What do Hooter Girls want for Christmas?


----------



## Antarctican (Dec 22, 2008)

Ummm, a really big .... _parcel_ from Santa?

Fun pics. I'll bet Santa would much rather have the Hooters girls sit on his lap than some crying, wet-diapered 3 year old.

[It's odd to see the sunshine and palm trees in the background of the first shot, when it's so cold and snowy here.]


----------



## Battou (Dec 22, 2008)

Santas wife used to be a hooters girl dontchya know.


Nice shots.


----------



## Chiller (Dec 22, 2008)

Im thinkin, I wanna be Santa,...but only at Hooters.   The first girl is my...oops..pic is my fave.


----------



## Antarctican (Dec 22, 2008)

Okay, Santa, the Hooters Girls' chests, and the tooth fairy....what do they all have in common????


----------



## AlfromLA (Dec 23, 2008)

wow, the first one is hot.


----------



## third_shift|studios (Dec 23, 2008)

awesome!


----------



## lockwood81 (Dec 23, 2008)

Antarctican said:


> [It's odd to see the sunshine and palm trees in the background of the first shot, when it's so cold and snowy here.]

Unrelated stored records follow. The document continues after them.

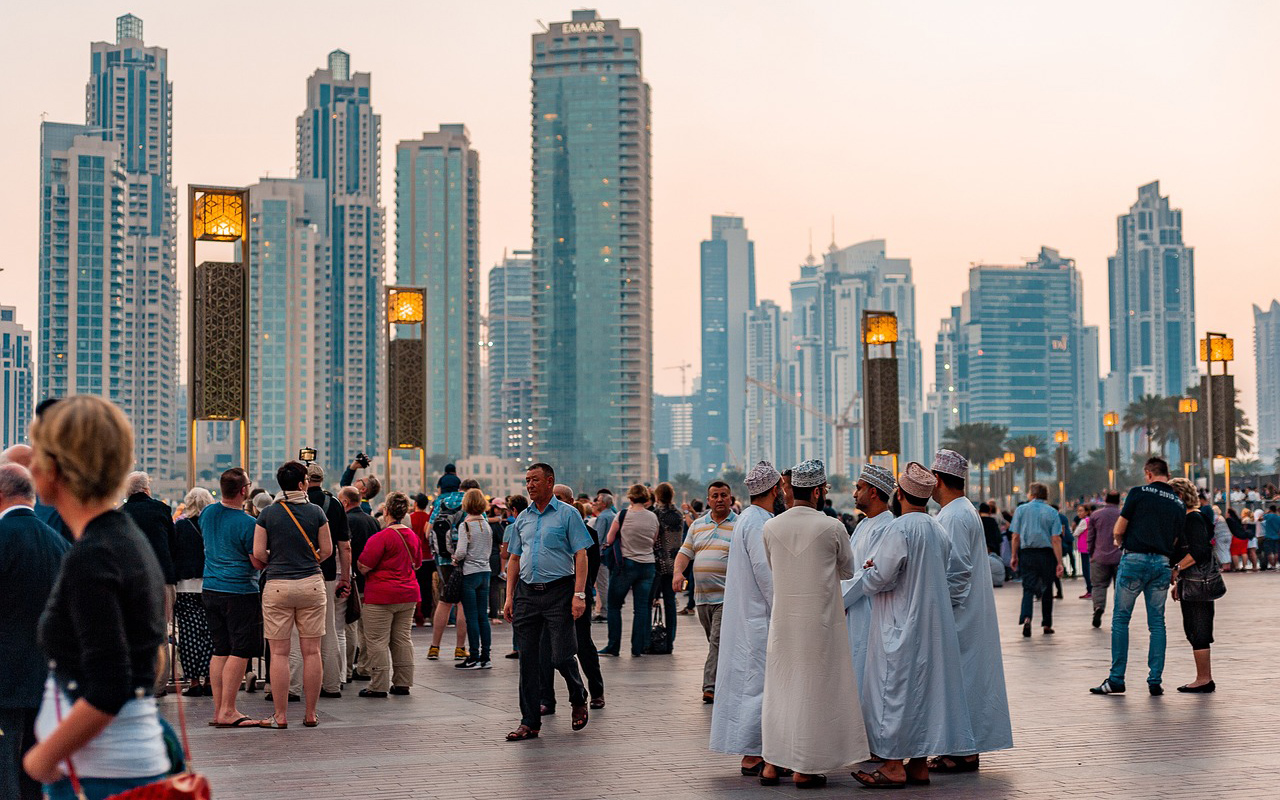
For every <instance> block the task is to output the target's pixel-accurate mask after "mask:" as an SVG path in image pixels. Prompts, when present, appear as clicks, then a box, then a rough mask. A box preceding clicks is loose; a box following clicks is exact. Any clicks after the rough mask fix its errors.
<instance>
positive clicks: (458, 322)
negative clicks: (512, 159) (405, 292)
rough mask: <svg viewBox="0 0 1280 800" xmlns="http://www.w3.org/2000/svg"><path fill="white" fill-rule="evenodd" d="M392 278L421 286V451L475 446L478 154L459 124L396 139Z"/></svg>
mask: <svg viewBox="0 0 1280 800" xmlns="http://www.w3.org/2000/svg"><path fill="white" fill-rule="evenodd" d="M396 283H398V284H401V285H415V287H425V288H426V387H425V388H424V390H425V392H426V396H425V401H426V403H425V407H426V452H428V453H429V454H433V456H447V457H449V458H453V460H457V458H462V457H465V456H471V454H475V453H480V452H481V451H483V448H484V444H483V443H481V439H480V430H481V428H483V426H484V412H483V408H484V401H483V387H481V380H480V378H481V375H480V155H479V154H477V152H476V151H475V150H472V148H471V136H470V134H468V133H467V129H466V127H465V125H440V129H439V131H438V132H435V133H424V134H422V138H420V140H415V141H403V142H401V143H399V145H397V146H396Z"/></svg>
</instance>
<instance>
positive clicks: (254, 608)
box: [200, 467, 266, 728]
mask: <svg viewBox="0 0 1280 800" xmlns="http://www.w3.org/2000/svg"><path fill="white" fill-rule="evenodd" d="M251 486H252V484H251V483H250V480H248V475H247V474H246V472H244V470H242V468H239V467H232V468H230V470H227V471H225V472H223V475H221V479H220V480H219V486H218V488H219V489H220V492H221V502H220V503H216V504H214V506H210V507H207V508H205V511H202V512H201V513H200V530H201V532H202V534H204V539H205V581H204V591H202V595H201V599H202V602H204V604H205V616H206V617H207V618H209V634H210V637H211V639H212V640H214V657H212V658H211V659H210V662H209V678H210V684H211V685H212V687H214V726H215V727H224V728H233V727H253V726H256V724H257V719H250V718H248V717H247V716H246V714H242V713H241V712H239V710H238V709H237V708H236V692H238V691H239V685H241V680H242V678H243V677H244V668H246V667H247V666H248V659H251V658H255V657H257V655H261V654H262V603H261V596H260V595H259V590H257V571H259V570H261V568H262V567H265V566H266V564H264V563H260V562H257V561H256V559H255V558H253V525H255V522H253V517H251V516H248V515H247V513H244V500H246V499H247V498H248V492H250V488H251Z"/></svg>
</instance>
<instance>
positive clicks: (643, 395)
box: [531, 10, 653, 486]
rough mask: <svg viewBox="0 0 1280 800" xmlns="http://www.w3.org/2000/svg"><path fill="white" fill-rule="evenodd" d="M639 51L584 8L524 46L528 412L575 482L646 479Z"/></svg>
mask: <svg viewBox="0 0 1280 800" xmlns="http://www.w3.org/2000/svg"><path fill="white" fill-rule="evenodd" d="M640 52H641V46H640V31H639V29H636V28H623V27H622V26H621V24H620V23H618V20H616V19H602V18H600V17H599V14H596V13H595V12H594V10H575V12H573V13H572V18H571V20H570V22H557V23H553V24H552V26H550V27H549V28H548V29H547V32H544V33H535V35H534V36H532V84H534V91H532V141H531V143H532V230H534V259H532V270H534V271H532V274H534V285H535V287H536V291H535V292H534V305H532V317H534V408H535V412H534V416H535V417H536V421H538V429H539V431H540V434H541V442H540V448H539V449H540V452H541V453H543V456H544V457H545V458H547V460H549V461H550V463H553V465H554V466H556V468H557V470H559V471H561V472H563V475H564V477H566V480H567V481H568V483H571V484H575V485H581V486H585V485H591V486H599V485H614V486H621V485H626V484H631V483H637V481H644V480H648V479H649V477H650V476H652V474H653V448H652V430H650V428H652V424H653V421H652V420H653V412H652V406H653V319H652V316H653V308H652V303H653V294H652V292H653V288H652V275H653V269H652V266H653V265H652V260H650V247H652V229H650V205H652V204H650V183H652V180H650V160H649V142H650V124H649V122H650V120H649V84H648V83H645V81H644V76H643V72H641V67H640ZM557 474H559V472H557Z"/></svg>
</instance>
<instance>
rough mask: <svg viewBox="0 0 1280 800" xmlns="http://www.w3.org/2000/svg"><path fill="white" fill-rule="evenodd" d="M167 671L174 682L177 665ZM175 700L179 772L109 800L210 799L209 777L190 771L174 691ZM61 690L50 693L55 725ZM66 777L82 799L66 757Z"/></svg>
mask: <svg viewBox="0 0 1280 800" xmlns="http://www.w3.org/2000/svg"><path fill="white" fill-rule="evenodd" d="M169 668H170V671H173V678H174V681H177V680H178V676H177V664H174V663H173V660H172V659H170V662H169ZM174 694H175V696H177V698H178V724H179V726H180V728H182V756H183V763H182V772H178V773H177V774H170V776H165V777H163V778H160V780H159V781H156V782H155V783H147V785H146V786H138V787H136V788H127V790H124V791H122V792H118V794H115V795H111V796H110V797H109V800H210V797H212V790H211V788H210V787H209V778H206V777H205V776H202V774H200V773H198V772H192V769H191V742H189V741H187V714H186V712H184V709H183V707H182V692H180V691H178V692H174ZM61 698H63V690H61V687H58V689H56V691H54V710H55V712H56V714H58V722H59V723H61V721H63V700H61ZM65 763H67V777H68V778H69V780H70V782H72V791H74V792H76V796H77V797H78V799H79V800H86V797H84V788H83V787H82V786H81V782H79V776H78V774H77V773H76V767H74V765H73V764H72V759H70V756H68V758H67V762H65Z"/></svg>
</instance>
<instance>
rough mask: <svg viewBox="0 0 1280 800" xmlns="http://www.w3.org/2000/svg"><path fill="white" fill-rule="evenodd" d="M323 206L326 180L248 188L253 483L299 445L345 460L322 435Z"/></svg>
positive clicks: (260, 182) (323, 350) (264, 477)
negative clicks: (249, 212) (311, 447)
mask: <svg viewBox="0 0 1280 800" xmlns="http://www.w3.org/2000/svg"><path fill="white" fill-rule="evenodd" d="M328 205H329V198H328V195H326V192H325V183H324V180H316V179H305V178H294V179H285V178H264V179H261V180H259V182H257V183H255V184H253V186H251V187H250V229H248V239H250V291H248V298H250V314H248V323H250V334H248V339H250V347H248V404H250V412H248V417H250V420H251V421H252V425H253V433H252V435H251V436H250V439H248V447H250V451H248V466H250V468H251V470H252V474H253V476H255V477H256V479H259V480H261V479H265V477H268V476H270V475H273V474H274V471H275V468H276V467H278V466H279V465H280V463H283V462H284V461H288V460H291V458H296V457H297V452H298V449H300V448H302V447H312V448H315V449H316V457H317V461H319V463H321V465H323V466H324V467H325V470H326V471H330V472H333V471H337V470H340V468H342V467H343V466H346V463H349V461H351V453H347V452H344V451H335V449H334V448H333V445H332V442H330V439H329V435H330V429H329V406H328V401H329V383H330V372H332V361H330V357H329V353H330V349H329V340H328V332H329V326H330V319H332V316H333V315H334V314H335V311H337V308H335V307H334V305H333V297H332V293H330V292H329V291H328V287H329V260H328V247H329V241H328V230H326V228H325V218H326V216H328V214H326V207H328ZM283 298H288V302H282V300H283ZM200 452H202V451H201V449H197V453H200Z"/></svg>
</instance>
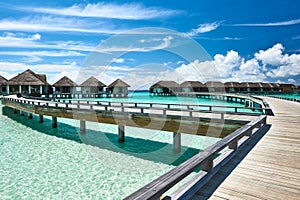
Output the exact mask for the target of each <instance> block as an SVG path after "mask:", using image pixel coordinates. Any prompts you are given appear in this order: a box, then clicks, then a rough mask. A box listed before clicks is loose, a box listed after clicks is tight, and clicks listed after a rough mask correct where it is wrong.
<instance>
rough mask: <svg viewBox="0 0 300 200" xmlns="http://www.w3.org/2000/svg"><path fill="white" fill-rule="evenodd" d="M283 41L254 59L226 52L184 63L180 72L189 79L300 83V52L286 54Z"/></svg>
mask: <svg viewBox="0 0 300 200" xmlns="http://www.w3.org/2000/svg"><path fill="white" fill-rule="evenodd" d="M283 51H284V47H283V46H282V44H280V43H278V44H275V45H274V46H273V47H271V48H269V49H267V50H260V51H259V52H258V53H255V54H254V57H253V58H252V59H249V60H246V59H245V58H242V57H241V56H240V55H239V54H238V52H236V51H233V50H231V51H228V52H227V54H226V55H221V54H217V55H215V56H214V59H213V60H212V61H206V62H199V61H198V60H195V61H194V62H192V63H189V64H187V65H186V64H182V65H181V66H180V67H178V68H177V69H176V72H177V73H178V74H180V75H181V76H182V77H184V78H185V79H186V80H200V81H208V80H221V81H239V82H242V81H255V82H257V81H266V80H267V79H270V78H271V79H278V78H283V79H286V82H294V83H295V82H299V81H300V80H299V77H298V79H297V80H294V78H293V77H296V76H300V54H291V55H288V54H284V53H283Z"/></svg>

Yep, its quite warm down here, in the 70's F today....that's around 23c

The picture was taken just last Saturday, its a friend of mine dressed as Santa, we were on our way to a friends house to give a surprise visit of Santa and thought what the heck lets see what happens if we go to Hooters on the way.  

Thanks for the comments...that first girl has some amazing eyes.


----------



## mrodgers (Dec 23, 2008)

Appears that Santa just got his Christmas presents!


----------



## SpaceNut (Jan 3, 2009)

Does Santa need an assistant? I'm available!!


----------



## rmh159 (Jan 5, 2009)

Antarctican said:


> Okay, Santa, the Hooters Girls' chests, and the tooth fairy....what do they all have in common????



Haha... oh it's still fun to believe.


----------



## zandman (Jan 6, 2009)

gotta love hooter girls,


----------



## MrsMoo (Jan 11, 2009)

Chiller said:


> Im thinkin, I wanna be Santa,...but only at Hooters.  The first girl is my...oops..pic is my fave.


 

nah, the last one is cuter!


----------